By emample you have proven just what i have said. Your position , right or wrong ,alone says to others, the limits put down are unrealistic and as such logically need not be considered valid. I could not have made a better arguement myself. THANK YOU. Whether your info is correct or not Is not the issue.
What matters is that any bow student or grad after reading your position will question not just whether he was taught valid safety limits or not. But the necessity of trainig as a whole. With experience and completing a lot of study, as I am sure you have done, your position may be sound. But in the words of the Op if i remember them.... He is a relativily new diver and did the deep air dive , because he trusted the guy that took him down.

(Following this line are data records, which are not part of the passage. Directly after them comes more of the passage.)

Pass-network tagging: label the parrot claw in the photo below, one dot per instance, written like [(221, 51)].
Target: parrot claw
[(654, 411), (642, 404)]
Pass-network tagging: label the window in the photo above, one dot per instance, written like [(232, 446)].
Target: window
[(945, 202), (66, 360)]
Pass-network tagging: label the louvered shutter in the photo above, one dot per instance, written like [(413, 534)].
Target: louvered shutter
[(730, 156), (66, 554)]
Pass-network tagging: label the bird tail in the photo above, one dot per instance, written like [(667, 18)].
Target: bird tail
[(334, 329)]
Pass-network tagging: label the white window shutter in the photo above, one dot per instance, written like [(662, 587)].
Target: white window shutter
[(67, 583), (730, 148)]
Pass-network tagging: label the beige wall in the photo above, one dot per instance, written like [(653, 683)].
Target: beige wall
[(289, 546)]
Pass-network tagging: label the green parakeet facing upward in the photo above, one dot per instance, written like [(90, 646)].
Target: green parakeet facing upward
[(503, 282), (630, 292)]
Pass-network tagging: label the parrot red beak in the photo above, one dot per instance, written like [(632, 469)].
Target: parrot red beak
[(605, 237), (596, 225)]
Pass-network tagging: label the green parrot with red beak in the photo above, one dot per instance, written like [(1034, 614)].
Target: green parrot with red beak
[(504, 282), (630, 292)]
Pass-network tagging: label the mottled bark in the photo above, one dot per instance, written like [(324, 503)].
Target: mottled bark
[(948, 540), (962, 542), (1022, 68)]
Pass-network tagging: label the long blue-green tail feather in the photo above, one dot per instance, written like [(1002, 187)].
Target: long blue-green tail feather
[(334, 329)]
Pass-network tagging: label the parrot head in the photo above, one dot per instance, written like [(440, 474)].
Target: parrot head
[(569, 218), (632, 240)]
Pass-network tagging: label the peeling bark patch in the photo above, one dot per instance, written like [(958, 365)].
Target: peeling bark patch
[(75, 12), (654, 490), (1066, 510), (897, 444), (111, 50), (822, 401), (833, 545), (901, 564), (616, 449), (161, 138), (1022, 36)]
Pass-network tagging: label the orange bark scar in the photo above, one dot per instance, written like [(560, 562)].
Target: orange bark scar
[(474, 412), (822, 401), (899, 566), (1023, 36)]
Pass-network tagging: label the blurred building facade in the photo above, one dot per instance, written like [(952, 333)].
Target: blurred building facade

BTW I think I in theory agree with your position as you have stated it so long as possiblility of malfunctions and the like are exempted from the equation. I have to face the fact that math says 1.6 is in the neighborhood of 225' but there are more factors to consider other than ppo2 alone. Had there been a regulator failure at that depth we would be reading about this in the A&I section. The meat of your point is that it has been frequently done WITHOUT INCIDENT. Like DUI i is most often done with out incident.
Once again thank you for proving my point.

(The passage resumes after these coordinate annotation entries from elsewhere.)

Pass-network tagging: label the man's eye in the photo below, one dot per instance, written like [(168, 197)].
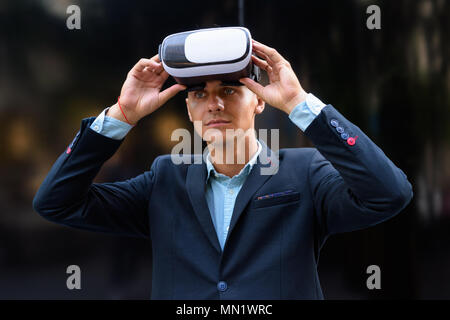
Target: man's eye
[(228, 91), (199, 94)]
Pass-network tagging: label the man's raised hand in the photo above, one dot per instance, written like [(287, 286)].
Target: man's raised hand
[(141, 92), (284, 90)]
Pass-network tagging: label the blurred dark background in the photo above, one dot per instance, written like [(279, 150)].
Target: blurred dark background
[(393, 83)]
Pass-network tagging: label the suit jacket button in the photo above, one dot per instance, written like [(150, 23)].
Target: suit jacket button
[(340, 129), (351, 141), (222, 286)]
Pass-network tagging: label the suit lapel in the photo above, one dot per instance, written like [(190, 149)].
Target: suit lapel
[(266, 166), (195, 186)]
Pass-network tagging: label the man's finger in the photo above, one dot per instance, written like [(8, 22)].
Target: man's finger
[(260, 63), (141, 64), (155, 58), (271, 53), (253, 86), (155, 67), (165, 95)]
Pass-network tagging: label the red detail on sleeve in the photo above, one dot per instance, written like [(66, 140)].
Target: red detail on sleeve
[(351, 141)]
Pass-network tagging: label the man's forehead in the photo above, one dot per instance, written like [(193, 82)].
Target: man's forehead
[(213, 84)]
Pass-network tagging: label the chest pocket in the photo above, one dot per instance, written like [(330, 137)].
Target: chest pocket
[(288, 198)]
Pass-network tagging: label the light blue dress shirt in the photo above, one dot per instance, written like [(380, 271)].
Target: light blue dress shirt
[(221, 191)]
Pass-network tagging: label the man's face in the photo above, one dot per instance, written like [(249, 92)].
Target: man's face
[(222, 107)]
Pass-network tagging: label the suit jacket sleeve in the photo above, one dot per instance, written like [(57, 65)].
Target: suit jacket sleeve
[(67, 195), (353, 186)]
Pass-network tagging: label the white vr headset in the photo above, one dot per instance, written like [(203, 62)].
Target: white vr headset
[(194, 57)]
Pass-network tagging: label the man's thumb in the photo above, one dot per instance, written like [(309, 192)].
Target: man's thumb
[(253, 86), (165, 95)]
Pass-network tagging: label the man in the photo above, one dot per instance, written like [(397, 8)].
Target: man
[(223, 230)]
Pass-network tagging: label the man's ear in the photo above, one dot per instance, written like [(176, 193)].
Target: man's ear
[(260, 106), (187, 107)]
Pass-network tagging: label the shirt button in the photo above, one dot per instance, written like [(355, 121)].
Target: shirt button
[(222, 286)]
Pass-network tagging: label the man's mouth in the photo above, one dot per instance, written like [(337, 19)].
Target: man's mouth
[(217, 123)]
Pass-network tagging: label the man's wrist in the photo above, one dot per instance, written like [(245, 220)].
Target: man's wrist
[(115, 112), (299, 98)]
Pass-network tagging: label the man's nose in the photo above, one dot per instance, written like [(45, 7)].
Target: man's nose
[(215, 103)]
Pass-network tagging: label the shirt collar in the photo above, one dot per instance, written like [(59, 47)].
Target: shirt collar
[(245, 171)]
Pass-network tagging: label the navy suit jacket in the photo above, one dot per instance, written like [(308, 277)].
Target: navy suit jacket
[(279, 223)]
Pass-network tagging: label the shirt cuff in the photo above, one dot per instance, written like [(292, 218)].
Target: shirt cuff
[(305, 112), (110, 127)]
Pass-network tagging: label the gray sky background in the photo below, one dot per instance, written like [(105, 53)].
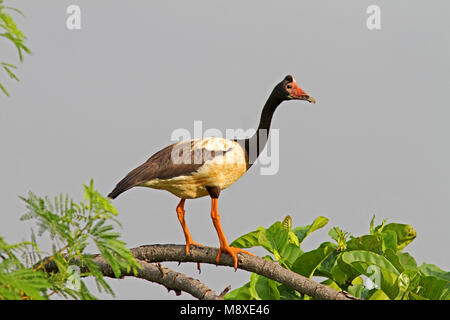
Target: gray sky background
[(97, 102)]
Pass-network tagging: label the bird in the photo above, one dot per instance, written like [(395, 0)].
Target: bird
[(202, 167)]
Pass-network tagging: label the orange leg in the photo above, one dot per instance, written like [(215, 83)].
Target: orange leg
[(187, 235), (224, 246)]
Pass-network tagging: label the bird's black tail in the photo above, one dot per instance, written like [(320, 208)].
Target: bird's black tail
[(131, 180)]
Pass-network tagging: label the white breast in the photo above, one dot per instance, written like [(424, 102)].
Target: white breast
[(222, 170)]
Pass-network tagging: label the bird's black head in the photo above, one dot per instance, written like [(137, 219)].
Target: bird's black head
[(289, 90)]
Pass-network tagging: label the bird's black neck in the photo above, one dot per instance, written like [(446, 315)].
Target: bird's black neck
[(256, 143)]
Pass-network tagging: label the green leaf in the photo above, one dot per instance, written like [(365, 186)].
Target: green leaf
[(308, 262), (408, 281), (434, 288), (242, 293), (361, 260), (358, 290), (405, 234), (433, 270), (377, 294), (389, 240), (407, 261), (248, 240), (367, 242), (274, 239), (368, 257), (303, 232)]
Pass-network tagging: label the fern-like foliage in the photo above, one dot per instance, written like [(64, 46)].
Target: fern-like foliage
[(10, 31)]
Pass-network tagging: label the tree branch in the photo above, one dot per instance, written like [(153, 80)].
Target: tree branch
[(148, 254)]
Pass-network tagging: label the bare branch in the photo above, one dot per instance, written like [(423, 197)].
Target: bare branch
[(147, 255)]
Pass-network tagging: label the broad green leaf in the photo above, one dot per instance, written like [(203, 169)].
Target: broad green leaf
[(290, 253), (361, 260), (331, 284), (389, 240), (326, 267), (405, 234), (287, 223), (303, 232), (287, 293), (358, 290), (366, 242), (377, 294), (274, 239), (263, 288), (407, 261), (350, 257), (408, 280), (242, 293), (433, 288), (393, 258), (308, 262)]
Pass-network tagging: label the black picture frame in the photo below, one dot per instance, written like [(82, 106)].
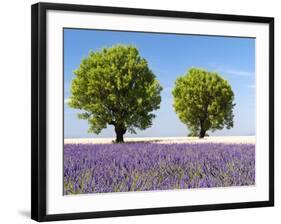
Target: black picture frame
[(39, 122)]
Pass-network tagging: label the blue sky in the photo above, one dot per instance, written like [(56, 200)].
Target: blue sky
[(169, 56)]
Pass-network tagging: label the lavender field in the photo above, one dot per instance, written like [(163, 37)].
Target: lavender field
[(101, 168)]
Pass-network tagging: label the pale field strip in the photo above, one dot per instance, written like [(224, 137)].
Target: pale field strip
[(167, 140)]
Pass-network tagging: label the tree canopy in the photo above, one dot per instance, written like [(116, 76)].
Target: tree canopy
[(115, 86), (203, 101)]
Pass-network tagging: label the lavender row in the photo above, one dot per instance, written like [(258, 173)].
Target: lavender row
[(100, 168)]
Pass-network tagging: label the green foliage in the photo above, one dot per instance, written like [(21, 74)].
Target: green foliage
[(203, 101), (115, 86)]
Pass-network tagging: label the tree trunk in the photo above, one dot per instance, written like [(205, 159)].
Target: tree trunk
[(202, 133), (119, 134)]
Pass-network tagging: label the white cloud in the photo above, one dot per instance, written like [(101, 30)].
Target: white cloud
[(251, 86), (238, 72)]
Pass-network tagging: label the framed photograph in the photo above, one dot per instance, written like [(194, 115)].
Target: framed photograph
[(140, 111)]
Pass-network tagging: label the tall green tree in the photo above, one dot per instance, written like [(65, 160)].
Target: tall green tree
[(115, 86), (203, 101)]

By emample you have proven just what i have said. Your position , right or wrong ,alone says to others, the limits put down are unrealistic and as such logically need not be considered valid. I could not have made a better arguement myself. THANK YOU. Whether your info is correct or not Is not the issue.
What matters is that any bow student or grad after reading your position will question not just whether he was taught valid safety limits or not. But the necessity of trainig as a whole. With experience and completing a lot of study, as I am sure you have done, your position may be sound. But in the words of the Op if i remember them.... He is a relativily new diver and did the deep air dive , because he trusted the guy that took him down.
BTW I think I in theory agree with your position as you have stated it so long as possiblility of malfunctions and the like are exempted from the equation. I have to face the fact that math says 1.6 is in the neighborhood of 225' but there are more factors to consider other than ppo2 alone. Had there been a regulator failure at that depth we would be reading about this in the A&I section. The meat of your point is that it has been frequently done WITHOUT INCIDENT. Like DUI i is most often done with out incident.
Once again thank you for proving my point.
Kws you keep flappin your jaw like mother hen, none of what your posting means nothing.
200' dives can easily be accomplished and are everyday, they are easy to do, call it a bounce, a little bottom time adds a little deco and that is all it is. If you want to put it in all the mumbo jumbo you been writing, then fine you dive a little deeper till you reach 200'. as you go deeper each dive you see how you feel, see how much air you use, see how long it takes, at the same time you follow the navy tables like every one has for decades.
Many older training books had navy tables to past 300' a few years later they put them to 240' then 190' and that was for a long time. Peter ward wrote the first great dive guide I have seen for puget sound in the cold low vis he had the tables to 190' in his book. This was 1974 and the book was for a cause, save the orca's.
Today the dive instruction wants you to be scared to make these dives without training for it when all you actually need is dive experience period.
Physics of deep diving is easily found on the net the 1.6 ta 1.4 is a guide and so many people can pass these to where they find out 200' will not kill me. narcosis can kill me if tolerance can not be achieved. With a few other things to study and all the divers who do these dives, the dive successfully is done and some accidents occur just like tech diving, rebreather diving, boat diving, during dive class, people die diving all the time for so many reasons.
200' dives are very common and always will be done everyday period.